Mor Sène, propriétaire d'un étal de fruits, se montre, à son tour, intéressé par la question sur l'encombrement provoqué par les camions. « Il est vrai que ces derniers approvisionnent le marché, mais ils nous causent un énorme préjudice », commente-t-il, tout en désignant une table entièrement camouflée par un camion. « Regardes ce camion, il y a des tables et des étals derrière. C'est sûr que leurs propriétaires n'ont aucune chance de vendre leurs marchandises, aussi longtemps que ce camion est là. Parce que, tout simplement, on ne peut pas acheter quelque chose qu'on n'a pas vu », soutient-il.
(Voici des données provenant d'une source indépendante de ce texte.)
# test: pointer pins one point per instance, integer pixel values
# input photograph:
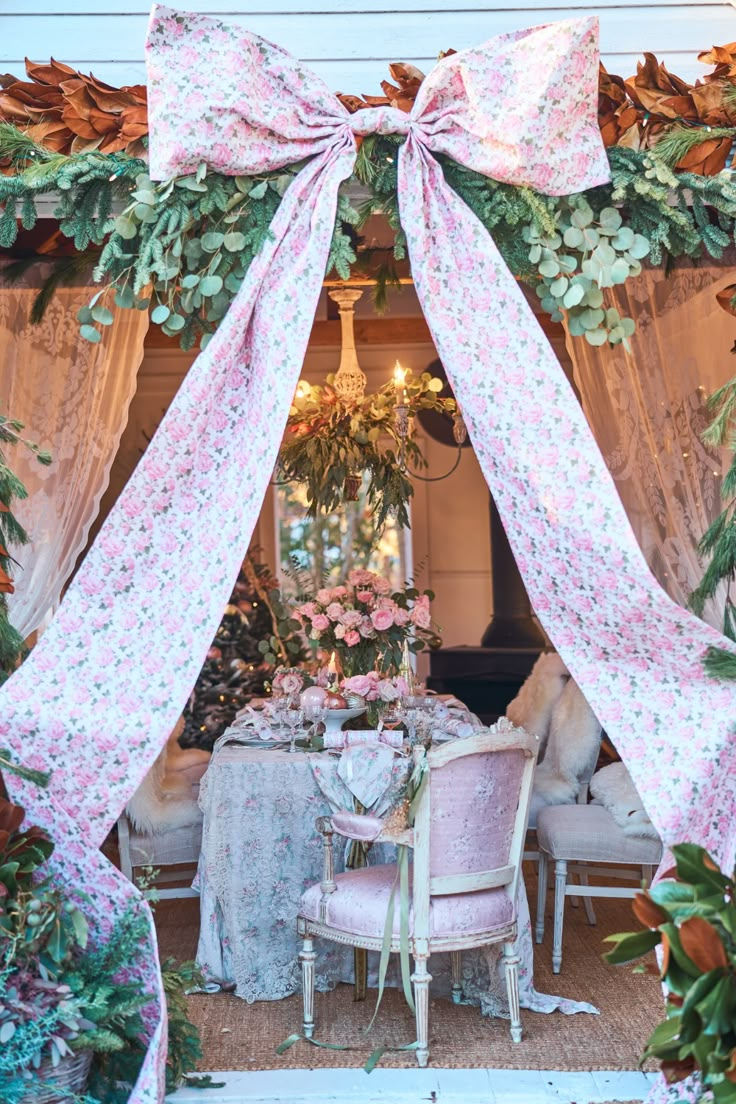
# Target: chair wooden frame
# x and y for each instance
(563, 890)
(128, 868)
(422, 944)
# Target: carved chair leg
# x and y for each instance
(561, 881)
(456, 965)
(420, 979)
(589, 911)
(307, 957)
(541, 895)
(511, 964)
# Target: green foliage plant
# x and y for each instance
(718, 542)
(691, 914)
(329, 443)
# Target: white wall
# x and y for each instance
(350, 42)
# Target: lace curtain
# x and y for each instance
(73, 397)
(647, 410)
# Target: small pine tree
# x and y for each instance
(251, 641)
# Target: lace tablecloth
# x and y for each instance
(259, 852)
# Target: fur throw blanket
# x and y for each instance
(551, 706)
(532, 707)
(572, 749)
(612, 787)
(164, 800)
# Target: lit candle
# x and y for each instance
(400, 380)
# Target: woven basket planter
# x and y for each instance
(71, 1074)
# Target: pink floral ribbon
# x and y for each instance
(104, 687)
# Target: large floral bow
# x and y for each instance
(105, 685)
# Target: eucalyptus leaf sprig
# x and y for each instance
(328, 441)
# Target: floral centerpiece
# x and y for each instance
(366, 623)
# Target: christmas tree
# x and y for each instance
(255, 636)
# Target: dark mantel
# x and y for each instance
(489, 676)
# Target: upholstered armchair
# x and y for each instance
(466, 844)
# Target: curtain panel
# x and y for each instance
(74, 399)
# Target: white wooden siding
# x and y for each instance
(350, 43)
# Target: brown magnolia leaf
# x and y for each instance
(647, 912)
(405, 73)
(53, 73)
(707, 158)
(710, 104)
(351, 103)
(702, 944)
(723, 57)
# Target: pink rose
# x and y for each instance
(360, 577)
(365, 627)
(387, 691)
(420, 616)
(382, 619)
(359, 683)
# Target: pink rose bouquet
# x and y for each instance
(366, 624)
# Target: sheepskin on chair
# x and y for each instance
(612, 787)
(164, 799)
(572, 750)
(532, 707)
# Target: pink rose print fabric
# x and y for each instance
(104, 687)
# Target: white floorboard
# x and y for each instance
(417, 1086)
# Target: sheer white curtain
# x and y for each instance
(647, 410)
(73, 397)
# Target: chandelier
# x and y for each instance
(337, 432)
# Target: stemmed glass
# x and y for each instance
(279, 708)
(294, 718)
(412, 710)
(316, 715)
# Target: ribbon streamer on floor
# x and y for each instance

L'insalubrité aussi indexée
À l'intérieur du marché, un vendeur que nous avons rencontré, devant un magasin chargé de fruits divers, est moins dur avec les propriétaires de camions. « La présence des camions indispose à la fois le voisinage et les vendeurs, mais il faut comprendre qu'ils ne peuvent pas s'immobiliser longtemps sur les lieux. C'est pour cette raison qu'ils s'empressent tous de décharger leur marchandise ; ce qui leur éviterait de payer des taxes supplémentaires. C'est cette course contre la montre qui est à l'origine des encombrements », relève cette personne anonyme.
Pourtant, en parcourant le marché, on se rend compte, aisément, que l'encombrement n'y est pas la seule source de galère pour la population. L'insalubrité qui y règne en rajoute une couche. Parmi les parties les plus touchées, figure la route principale. Elle est sale, crevassée et parsemée de nids de poule que se disputent les véhicules qui la traversent, les camions en stationnement (parfois en mouvement). Le côté situé près du mur du stade Alassane Djigo n'est pas épargné, de même que la pénétrante reliant Tally Bou Bess et Tally Icotaf. Un sentiment largement partagé par les jeunes rencontrés aux abords du marché. « Nous sommes les premiers à déplorer l'insalubrité qui règne dans ce marché. C'est nous qui respirons l'air fétide qui se dégage des ordures issues des fruits », témoignent-ils.
Visage hideux du marché
Issa Ndiaye est un rabatteur. Il dit ne pas comprendre que les autorités rechignent à moderniser ce marché sous régional, fréquenté par plusieurs nationalités. Même réaction chez Fatoumata Baldé, une jeune femme rencontrée à 200 mètres du marché. « Je ne suis pas fière du visage de ce marché qui est plus âgé que moi. Malgré tout, il présente toujours un visage archaïque, alors qu'il devrait être le premier des marchés de Pikine à être réhabilité », dénonce-t-elle. Elle évoque le cas du marché central au poisson qui, à son avis, est de loin plus présentable que « Syndicat ». « Si les autorités lui avaient accordé la même importance que le marché central au poisson, c'est sûr qu'il ne continuerait pas à garder cette apparence hideuse », soutient Mme Baldé.
Comme la plupart des riverains, notre précédente interlocutrice se désole de l'insalubrité permanente qui règne sur les lieux. « Parfois, tu n'oses même pas te promener dans le marché, tellement il est répugnant », se plaint-elle.